I have working code, and a lightly revised test/spec.txt, in the no-detab branches of jgm/cmark and jgm/commonmark.js. The new block parser works by keeping track of both a (byte or character) “offset” into the line being parsed, and a virtual “column,” which takes into account tabs. Any syntax that cares about indentation makes reference to the “column.” We only need to keep track of this in parsing the beginnings of lines (which determines block structure), since beyond that tabs are simply preserved.

Advantages:

The primary advantage is that we can have tabs in code blocks.

An additional advantage is that this change removes the need for a detabbing pass in the parser.

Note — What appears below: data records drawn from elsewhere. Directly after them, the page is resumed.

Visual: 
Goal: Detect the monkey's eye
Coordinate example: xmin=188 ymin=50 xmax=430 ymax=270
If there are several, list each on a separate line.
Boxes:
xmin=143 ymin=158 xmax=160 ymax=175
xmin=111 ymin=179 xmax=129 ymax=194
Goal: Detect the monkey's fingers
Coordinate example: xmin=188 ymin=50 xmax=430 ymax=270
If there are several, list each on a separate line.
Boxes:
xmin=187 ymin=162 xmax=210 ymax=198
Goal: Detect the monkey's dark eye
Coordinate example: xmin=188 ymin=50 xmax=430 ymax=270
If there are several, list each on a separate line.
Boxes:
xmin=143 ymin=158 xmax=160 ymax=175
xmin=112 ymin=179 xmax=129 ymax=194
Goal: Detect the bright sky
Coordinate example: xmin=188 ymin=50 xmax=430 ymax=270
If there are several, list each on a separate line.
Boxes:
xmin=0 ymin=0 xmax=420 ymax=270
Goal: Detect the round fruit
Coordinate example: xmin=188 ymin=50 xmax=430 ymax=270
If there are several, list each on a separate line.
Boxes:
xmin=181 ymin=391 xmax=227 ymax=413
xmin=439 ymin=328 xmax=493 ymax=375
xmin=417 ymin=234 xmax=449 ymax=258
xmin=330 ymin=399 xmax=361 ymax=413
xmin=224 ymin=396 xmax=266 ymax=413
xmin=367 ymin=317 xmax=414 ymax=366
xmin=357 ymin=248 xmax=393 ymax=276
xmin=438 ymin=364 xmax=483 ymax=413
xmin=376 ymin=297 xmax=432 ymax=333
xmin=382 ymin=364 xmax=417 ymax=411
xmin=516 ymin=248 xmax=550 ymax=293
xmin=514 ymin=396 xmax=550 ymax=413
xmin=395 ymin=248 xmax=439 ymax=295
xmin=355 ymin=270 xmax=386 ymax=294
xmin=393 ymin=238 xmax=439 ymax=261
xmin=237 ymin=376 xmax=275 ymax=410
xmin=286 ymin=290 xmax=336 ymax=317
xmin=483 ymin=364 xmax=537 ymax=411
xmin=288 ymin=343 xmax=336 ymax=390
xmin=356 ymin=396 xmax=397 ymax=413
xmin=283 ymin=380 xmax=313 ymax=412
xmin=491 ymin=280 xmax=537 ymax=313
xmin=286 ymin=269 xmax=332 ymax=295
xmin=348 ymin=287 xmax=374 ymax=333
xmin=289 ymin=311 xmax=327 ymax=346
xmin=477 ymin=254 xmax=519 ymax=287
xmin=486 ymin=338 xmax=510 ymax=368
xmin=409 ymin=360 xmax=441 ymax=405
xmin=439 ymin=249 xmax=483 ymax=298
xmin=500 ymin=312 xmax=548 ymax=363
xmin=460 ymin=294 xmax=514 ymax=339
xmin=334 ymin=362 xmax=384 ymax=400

This makes the parsers more efficient, because UTF-8-aware detabbing is fairly expensive. (Taking this out gave cmark a significant speed boost, around 15%.) But that is not the main motivation for the proposed change.

Possible drawbacks:

The only real worry I’ve heard expressed so far is that code blocks containing tabs may show up differently in browsers than they did before. This is because browsers default to an 8-space tab expansion. This is configurable via CSS, but not yet in a way that works in all browsers.

I am not too worried about this, because it will only affect people who:

  • use tabs in their code
  • configure their editors for a 4-space tab stop

People who use tabs in their code and configure their editors for an 8-space tab stop (e.g. many C programmers) will find the new behavior better. People who don’t use tabs in code will see no change.

Perhaps, though, there are other drawbacks I haven’t considered.

3 Likes

Downside seems minimal. I know errant tabs in input are annoying when you do not want them, as it is more invisible magical characters. So I would count that as a mild drawback. We are no longer cleaning tabs out.

I have pushed a minimal change to the spec, implementing this, and changes to the reference implementations. I think quite a bit more work will be needed on both to get all the details right, but this seems like the right way to go.

While tabs can be annoying, preserving them is safer. We cannot know if all users will want or intend for the tabs to be removed. Some text editors will convert tabs to spaces; if that is the intended behaviour for a particular use case then there is still a clean tabs-to-spaces solution, just at the editor level instead of the parser level.